Thursday, October 21, 2010

Daily Thoughts 10/21/2010 (William Gibson, The Art of Nonconformity)

Morning perusal, 1916, Oil On Canvas, Antonio Parreiras

Daily Thoughts 10/21/2010

On the train to work, I finished reading Difficult Personalities A Practical Guide to Managing The Hurtful Behavior of Others (and Maybe Your Own) by Helen McGrath, Ph.D. and Hazel Edwards, MEd.  It is about difficult personality types and different ways to interact with them.  The author draws a lot from the DSM-IV.  It is a hard book to read, because it often is quite direct about how to deal with difficulties.

The article The Library of the Future Today by Barbie E. Keiser in the periodical Searcher on October 2010 is truly excellent.  It describes how information is changing and ways to think about how the functions of librarians is changing.  It is focusing on a user centered model where librarians focus on the information needs of the people coming in instead of primarily as a source to store and retrieve physical materials.
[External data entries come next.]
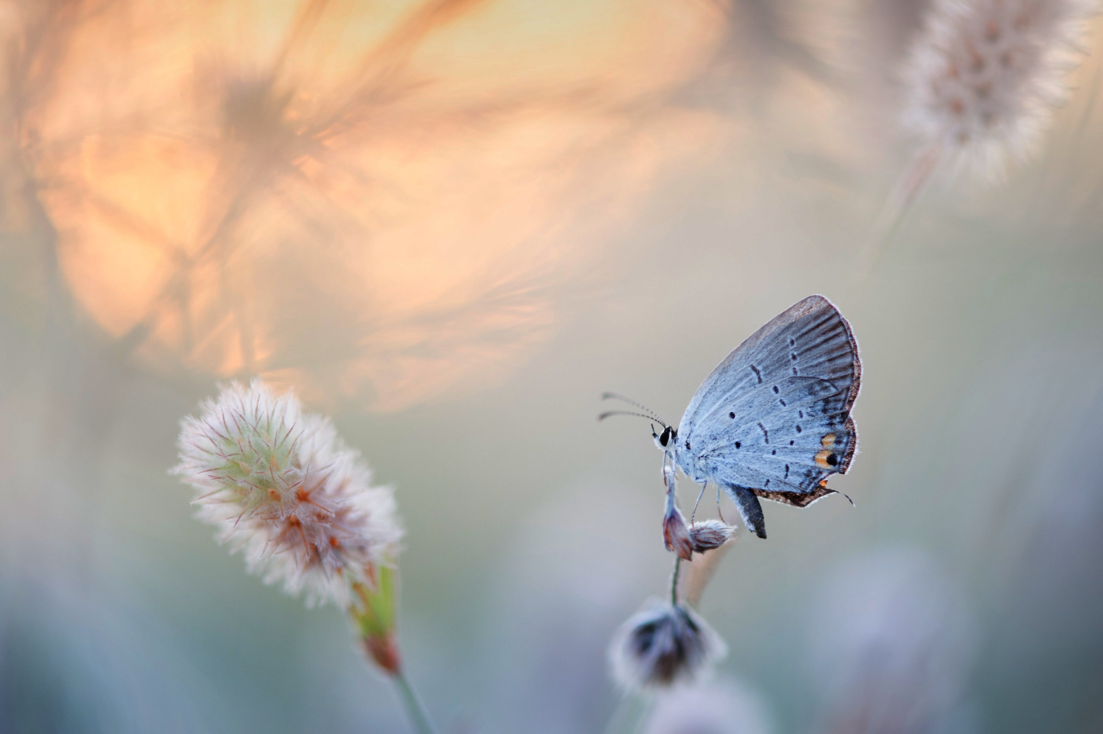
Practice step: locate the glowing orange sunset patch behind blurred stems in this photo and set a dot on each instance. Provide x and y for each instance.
(369, 200)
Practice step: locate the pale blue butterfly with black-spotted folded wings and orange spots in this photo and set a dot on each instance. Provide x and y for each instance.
(773, 421)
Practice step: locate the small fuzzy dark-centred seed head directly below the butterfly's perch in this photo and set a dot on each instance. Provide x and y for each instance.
(663, 645)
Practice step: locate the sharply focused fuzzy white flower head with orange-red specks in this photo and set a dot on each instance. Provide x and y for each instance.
(283, 487)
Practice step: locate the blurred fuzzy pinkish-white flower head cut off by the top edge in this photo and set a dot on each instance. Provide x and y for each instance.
(984, 77)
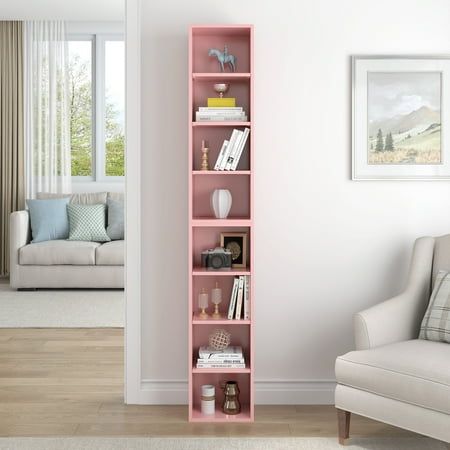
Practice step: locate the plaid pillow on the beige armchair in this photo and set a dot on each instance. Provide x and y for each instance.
(436, 322)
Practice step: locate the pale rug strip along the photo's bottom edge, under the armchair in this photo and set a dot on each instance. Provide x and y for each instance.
(243, 443)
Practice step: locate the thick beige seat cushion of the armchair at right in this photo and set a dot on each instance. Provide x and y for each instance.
(416, 372)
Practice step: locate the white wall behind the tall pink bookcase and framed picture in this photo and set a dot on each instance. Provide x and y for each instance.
(325, 246)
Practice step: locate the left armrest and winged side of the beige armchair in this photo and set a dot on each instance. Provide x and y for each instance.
(399, 318)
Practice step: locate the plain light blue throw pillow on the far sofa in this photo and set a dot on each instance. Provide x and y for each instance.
(49, 219)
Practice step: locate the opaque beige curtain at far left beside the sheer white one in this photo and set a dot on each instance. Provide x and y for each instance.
(11, 132)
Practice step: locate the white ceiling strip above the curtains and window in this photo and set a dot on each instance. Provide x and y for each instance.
(76, 10)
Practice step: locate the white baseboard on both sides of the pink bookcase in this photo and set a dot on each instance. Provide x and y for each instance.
(267, 392)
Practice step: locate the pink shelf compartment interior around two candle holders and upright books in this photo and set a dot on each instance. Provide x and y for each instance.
(209, 282)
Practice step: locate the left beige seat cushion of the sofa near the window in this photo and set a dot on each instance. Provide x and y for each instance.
(58, 252)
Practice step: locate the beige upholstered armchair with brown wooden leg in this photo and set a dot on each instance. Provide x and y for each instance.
(392, 376)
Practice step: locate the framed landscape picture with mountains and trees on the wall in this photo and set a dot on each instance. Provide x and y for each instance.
(398, 108)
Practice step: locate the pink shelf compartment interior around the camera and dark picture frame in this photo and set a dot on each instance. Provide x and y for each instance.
(204, 238)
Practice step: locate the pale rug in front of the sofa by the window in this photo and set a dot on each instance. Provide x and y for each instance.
(61, 308)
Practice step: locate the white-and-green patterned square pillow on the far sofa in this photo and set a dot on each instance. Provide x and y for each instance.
(87, 223)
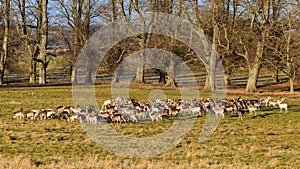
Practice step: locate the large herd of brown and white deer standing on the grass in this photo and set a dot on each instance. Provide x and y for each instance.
(122, 110)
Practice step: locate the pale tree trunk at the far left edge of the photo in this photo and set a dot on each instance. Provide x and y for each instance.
(4, 51)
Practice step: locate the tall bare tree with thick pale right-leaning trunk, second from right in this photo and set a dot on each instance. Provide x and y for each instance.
(256, 31)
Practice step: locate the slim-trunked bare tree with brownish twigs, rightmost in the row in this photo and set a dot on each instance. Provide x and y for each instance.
(284, 42)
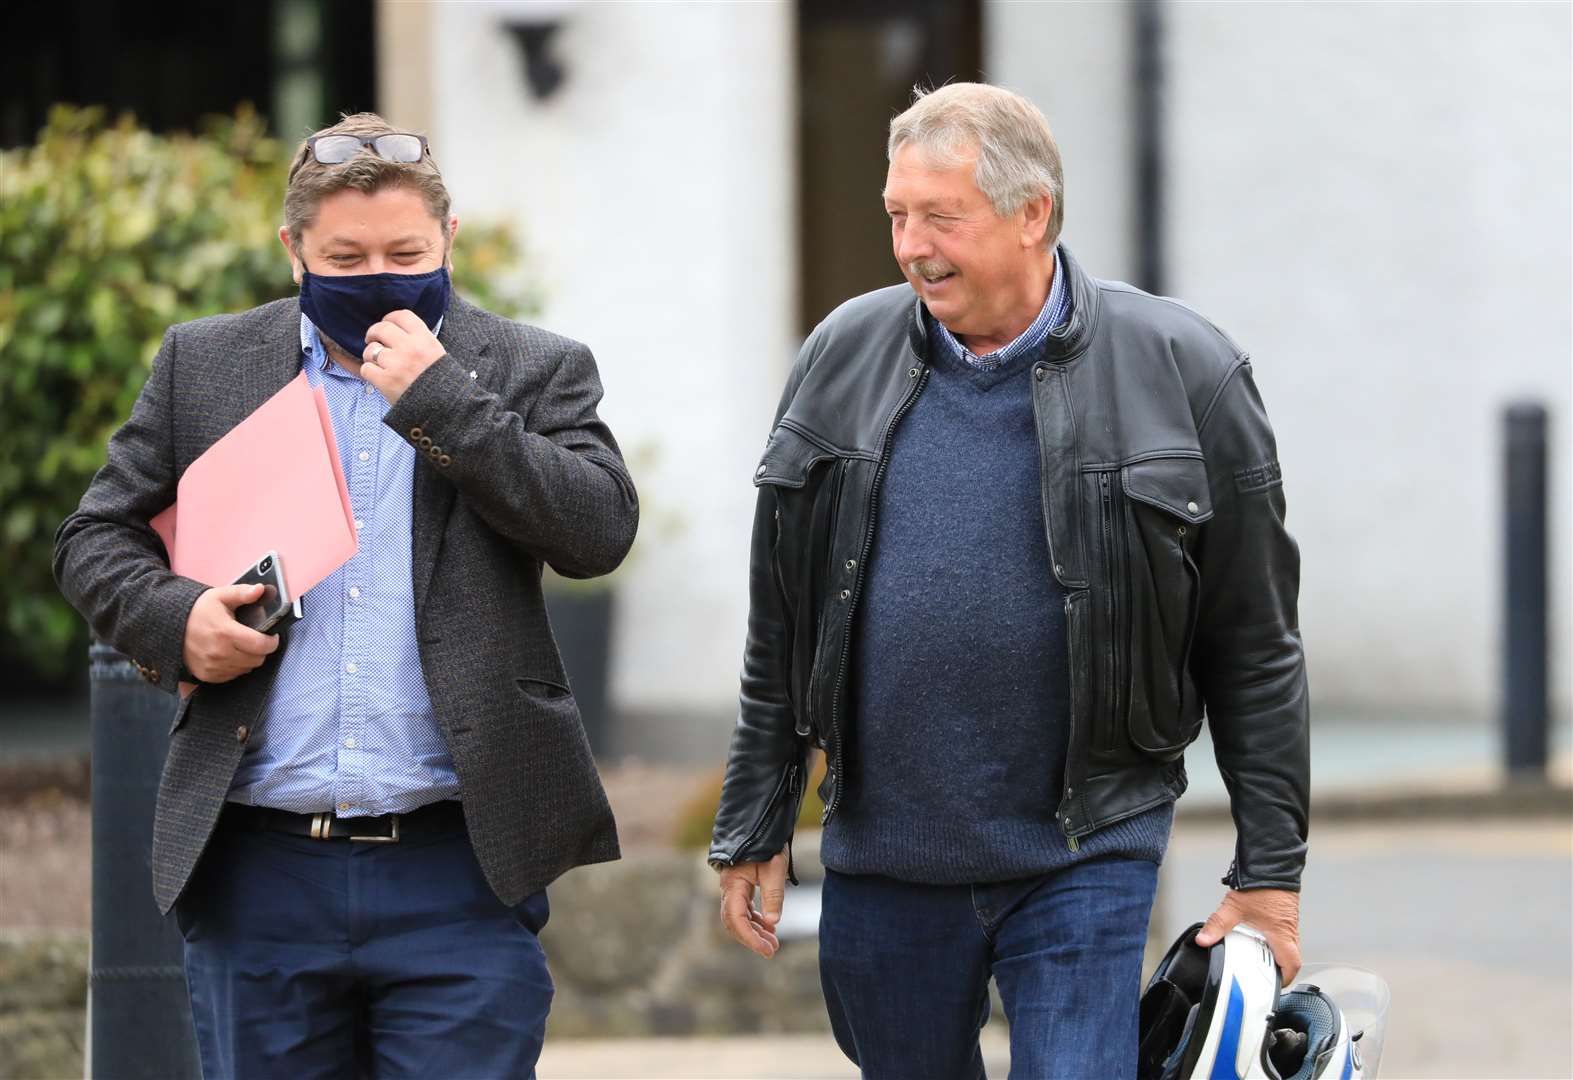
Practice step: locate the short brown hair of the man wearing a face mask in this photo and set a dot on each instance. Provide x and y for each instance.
(312, 182)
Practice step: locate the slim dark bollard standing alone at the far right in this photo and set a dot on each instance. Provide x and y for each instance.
(1525, 661)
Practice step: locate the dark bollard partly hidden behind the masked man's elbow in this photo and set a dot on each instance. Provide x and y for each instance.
(139, 1016)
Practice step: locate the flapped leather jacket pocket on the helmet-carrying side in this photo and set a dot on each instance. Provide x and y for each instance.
(1152, 513)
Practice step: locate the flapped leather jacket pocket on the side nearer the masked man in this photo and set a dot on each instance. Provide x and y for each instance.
(806, 482)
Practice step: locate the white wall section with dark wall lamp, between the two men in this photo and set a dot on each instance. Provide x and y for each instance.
(657, 193)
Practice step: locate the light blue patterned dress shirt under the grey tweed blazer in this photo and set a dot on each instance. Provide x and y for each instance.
(348, 726)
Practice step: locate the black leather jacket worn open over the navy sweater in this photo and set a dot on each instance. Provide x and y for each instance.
(1163, 507)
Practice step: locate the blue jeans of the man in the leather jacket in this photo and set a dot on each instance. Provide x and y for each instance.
(905, 971)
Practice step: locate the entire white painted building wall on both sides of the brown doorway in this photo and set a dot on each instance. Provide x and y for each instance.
(1372, 199)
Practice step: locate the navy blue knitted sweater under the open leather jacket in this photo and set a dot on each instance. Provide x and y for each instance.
(960, 663)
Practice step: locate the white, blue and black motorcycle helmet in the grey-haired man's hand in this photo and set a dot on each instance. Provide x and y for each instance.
(1218, 1015)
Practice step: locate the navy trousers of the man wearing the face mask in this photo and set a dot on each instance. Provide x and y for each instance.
(312, 958)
I put the book Djibouti by Elmore Leonard on hold.  I like the idea of reading a novel about modern day pirates in Somalia.

I spent more time going through the order journals.  Two books caught my attention; Advantage How American Innovation Can Overcome the Asian Challenge by Adam Segal and Destined For Failure: American Prosperity in the Age of Bailouts by Nicholas Sanchez and Others.  Both of these books address something which American policymakers are not talking about much;  innovation and new ideas from industry and getting Americans to produce more on its own shores. 

I spent a lot of time today reading through order journals.  We also had a meeting discussing our November gala for fundraising and different events we could have for fundraising during the next year.

On the way home, I started reading The Art of Non-Conformity Set Your Own Rules Live The Life You Want and Change The World by Chris Guillebeau.  This is not a new set of ideas more of a way to collect together a number of strategies for change and personal freedom.  He follows the philosophy of full freedom to make decisions in his life.  This has a little bit of the feeling of Jonathan Swift or Richard Burton.  I did two of the visualization exercises in the second part of the book;  imagine what your perfect day would be like and write down your most important goals.  This kind of free association often touches on other things because it is about change.

It reminded me a bit of William Gibson's article in the Wall Street Journal, The Future of the Book.  It would be interesting to see a print on demand machine that would print a hardcover book with low acid paper.  I would take it further with some other ideas.  Make the book out of 100% recycled material with plant based inks and design the printer so it was cradle to cradle; easy to repair, easy to upgrade, highly efficient with low energy use, and able to dismantle and recycle all the parts.